The physical chemistry of [M(H2O)4(NO3)2] (M = Mn2+, Co2+, Ni2+, Cu2+, Zn2+) complexes: computational studies of their structure, energetics and the topological properties of the electron density

The complexes of M2+ (M = Mn, Co, Ni, Cu, Zn), trans-[M(H2O)4(NO3)2] in their high-spin ground electronic states have been investigated theoretically for the first time using several correlated DFT levels as well as with the MP2 method in conjunction with two different basis sets, 6-311++G(d, p) and LANL2TZ+/6-311++G(d, p), to examine their equilibrium structures and stabilities. Among the correlated methods, the X3LYP level together with the 6-311++G(d, p) basis set gives the best estimate of geometries in these complexes. The metal–ligand binding energies obtained follow the trend Cu2+ > Ni2+ > Zn2+ > Co2+ > Mn2+ across the series examined, in precise agreement with the Irving-Williams series.

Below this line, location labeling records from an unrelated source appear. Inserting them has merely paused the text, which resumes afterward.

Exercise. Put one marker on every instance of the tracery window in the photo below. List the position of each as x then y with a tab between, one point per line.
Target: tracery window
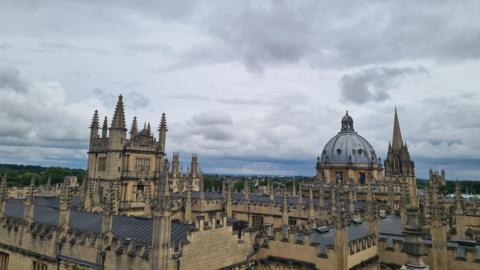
142	165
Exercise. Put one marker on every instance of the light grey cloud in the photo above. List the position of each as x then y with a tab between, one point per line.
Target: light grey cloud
5	45
133	99
38	116
374	84
270	71
10	79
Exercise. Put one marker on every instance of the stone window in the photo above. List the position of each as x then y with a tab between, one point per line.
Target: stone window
142	165
102	164
3	261
361	178
338	177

The DFT methods largely overestimate the binding energies compared to the MP2 level and the trend follows the order PW91PW91 < PBEPBE < X3LYP < B3LYP < MP2. The use of an ECP basis on the central metal cation and a 6-311++G(d, p) basis set on the main group elements increases the binding energies of the complexes compared to that found using the full-core basis set 6-311++G(d, p) and the energy difference between them can be as large as 20 kcal mol−1. There are significant differences between the structures calculated in the gas phase and those calculated with the PCM model to simulate the effect of solvent. Solvation shortens the M–OH2 bonds and lengthens the M–ONO2 bonds such that the difference between the computed and the crystallographically observed bond lengths tends to decrease; it increases complex stability; and that it leads to the disappearance of two intramolecular H bonds between OH2 and NO3– ligands that are present in the gas-phase structures. While there are differences between the natural populated atomic charges and Bader’s approach of the quantum theory of atoms in molecules (QTAIM), all show charge transfer from the ligands to the metal ion. However, the MP2-level-computed charges were found to be unreliable compared with the DFT-derived charges. The metal–ligand bonding and the intramolecular H bonding in the complex are explored with QTAIM and the insight gained into the electronic structure of these complexes is discussed.